My birthday is coming up and traditionally I'm serving pie. Not just one pie, no, I have a number N of them, of various tastes and of various sizes. F of my friends are coming to my party and each of them gets a piece of pie. This should be one piece of one pie, not several small pieces since that looks messy. This piece can be one whole pie though.

My friends are very annoying and if one of them gets a bigger piece than the others, they start complaining. Therefore all of them should get equally sized (but not necessarily equally shaped) pieces, even if this leads to some pie getting spoiled (which is better than spoiling the party). Of course, I want a piece of pie for myself too, and that piece should also be of the same size.

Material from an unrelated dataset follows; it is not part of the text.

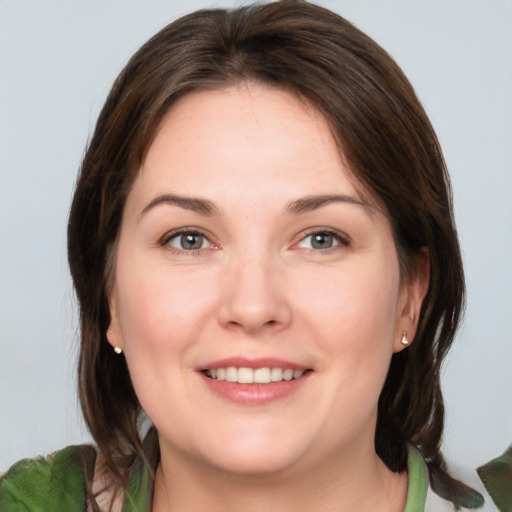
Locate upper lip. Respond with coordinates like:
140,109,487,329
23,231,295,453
198,357,310,371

What is the largest possible piece size all of us can get? All the pies are cylindrical in shape and they all have the same height 1, but the radii of the pies can be different.

Input

One line with a positive integer: the number of test cases. Then for each test case:

One line with two integers N and F with 1 ≤ N, F ≤ 10 000: the number of pies and the number of friends.
One line with N integers ri with 1 ≤ ri ≤ 10 000: the radii of the pies.

Output

For each test case, output one line with the largest possible volume V such that me and my friends can all get a pie piece of size V. The answer should be given as a floating point number with an absolute error of at most 10 ⁻³.

Sample Input

3
3 3
4 3 3
1 24
5
10 5
1 4 2 3 4 5 6 5 4 2

Sample Output

25.1327
3.1416
50.2655

题目大意：

我有f个朋友，n个派，每个派有不同的半径，开趴的时候，给每个朋友包括我自己都分一块派，这块派必须来自一个派的一部分（也就是说不接受两块或两块以上来自不同派的块），并且所有人分得的派的面积要相等，形状不限，问最多每人能分得多大面积的派

解题思路：

二分枚举答案，注意一下精度就好

#include <iostream>
#include <fstream>
#include <cstdio>
#include <cmath>
#include <map>
#include <set>
#include <bitset>
#include <ctime>
#include <cstring>
#include <algorithm>
#include <stack>
#include <queue>
#include <vector>
#include <list>

#define STD_REOPEN() freopen("../in.in","r",stdin)
#define STREAM_REOPEN fstream cin("../in.in")
#define INF 0x3f3f3f3f
#define _INF 63
#define eps 1e-5
#define MAX_V 100010
#define MAX_P 110
#define MAX_E 10010
#define MAX 32000
#define MOD_P 3221225473
#define MOD 9901

using namespace std;

int t,n,f;
double s[10010];
const double PI=acos(-1.0);

int dcmp(double x)
{
	return fabs(x)<eps?0:(x<0?-1:1);
}

int main()
{
	//STD_REOPEN();
	scanf("%d",&t);
	while(t--)
	{
		scanf("%d %d",&n,&f);
		for(int i=0;i<n;i++)
		{
			scanf("%lf",&s[i]);
			s[i]=s[i]*s[i];	//为了避免精度问题的出现，这里暂时不乘PI
		}
		f++;
		double l=0,r=200000010.0;
		double ans=-1.0;
		while(dcmp(r-l)>0)
		{
			double mid=(l+r)/2;
			int cnt=0;
			for(int i=0;i<n;i++)
				cnt+=s[i]/mid;	//记录当前面积可以分给多少人
			if(cnt<f)	//小于总人数，面积过大，向左枚举
				r=mid;
			else	//否则向右枚举
			{
				ans=max(ans,mid);
				l=mid;
			}
		}
		printf("%.4fn",ans*PI);
	}

    return 0;
}